我有一段代码执行以下操作:
for each file (already read in the RAM):
call a function and obtain a result
add the results up and disply
可以并行分析每个文件。分析每个文件的函数如下:
# Complexity = 1000*19*19 units of work
def fun(args):
(a, b, p) = args
for itr in range(1000):
for i in range(19):
for j in range(19):
# The following random number generated depends on
# latest values in (i-1, j), (i+1, j), (i, j-1) & (i, j+1)
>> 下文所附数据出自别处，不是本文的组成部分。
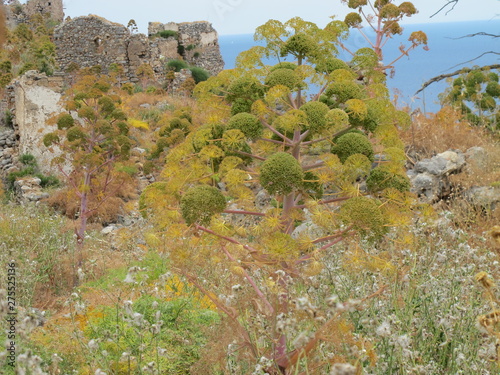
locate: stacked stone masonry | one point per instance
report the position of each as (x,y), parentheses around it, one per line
(17,13)
(91,40)
(8,151)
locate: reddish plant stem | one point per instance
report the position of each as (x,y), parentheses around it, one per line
(251,155)
(333,200)
(282,136)
(252,283)
(238,212)
(340,234)
(275,141)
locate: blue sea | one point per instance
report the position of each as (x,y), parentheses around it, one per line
(448,52)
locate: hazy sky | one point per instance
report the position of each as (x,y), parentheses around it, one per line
(243,16)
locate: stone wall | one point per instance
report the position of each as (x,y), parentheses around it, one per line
(17,13)
(51,8)
(92,40)
(199,40)
(37,99)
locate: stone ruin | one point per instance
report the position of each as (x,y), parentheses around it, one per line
(91,40)
(18,13)
(88,41)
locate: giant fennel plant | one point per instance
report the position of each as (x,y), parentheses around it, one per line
(280,147)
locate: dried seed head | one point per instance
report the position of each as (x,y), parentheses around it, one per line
(482,277)
(495,233)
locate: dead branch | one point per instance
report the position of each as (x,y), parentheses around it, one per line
(455,73)
(454,2)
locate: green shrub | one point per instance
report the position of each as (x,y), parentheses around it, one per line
(380,179)
(365,216)
(247,123)
(200,203)
(199,74)
(353,143)
(27,159)
(281,174)
(47,181)
(168,34)
(283,76)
# cells of latest a and b arrays
u = np.random.rand();
if (u < p):
a[i, j] += -1
else:
b[i, j] += 1
return a+b
我正在使用multiprocessing
包来实现并行性:
import numpy as np
import time
from multiprocessing import Pool, cpu_count
if __name__ == '__main__':
t = time.time()
pool = Pool(processes=cpu_count())
args = [None]*100
for i in range(100):
a = np.random.randint(2, size=(19, 19))
b = np.random.randint(2, size=(19, 19))
p = np.random.rand()
args[i] = (a, b, p)
result = pool.map(fun, args)
for i in range(2, 100):
result[0] += result[i]
print result[0]
print time.time() - t
我已经编写了在每次迭代中MATLAB
使用parfor
和调用的等效代码:fun
parfor
tic
args = cell(100, 1);
r = cell(100, 1);
parfor i = 1:100
a = randi(2, 19, 19);
b = randi(2, 19, 19);
p = rand();
args{i}.a = a;
args{i}.b = b;
args{i}.p = p;
r{i} = fun(args{i});
end
for i = 2:100
r{1} = r{1} + r{i};
end
disp(r{1});
toc
的实现fun
如下:
function [ ret ] = fun( args )
a = args.a;
b = args.b;
p = args.p;
for itr = 1:1000
for i = 1:19
for j = 1:19
u = rand();
if (u < p)
a(i, j) = a(i, j) + -1;
else
b(i, j) = b(i, j) + 1;
end
end
end
end
ret = a + b;
end
我发现这MATLAB
非常快,双核处理器大约需要 1.5 秒,而Python
程序大约需要 33-34 秒。为什么会这样?
编辑:很多答案建议我应该矢量化随机数生成。实际上它的工作方式是,生成的随机数取决于最新的 a 和 b 2D 数组。我只是打了一个简单的rand()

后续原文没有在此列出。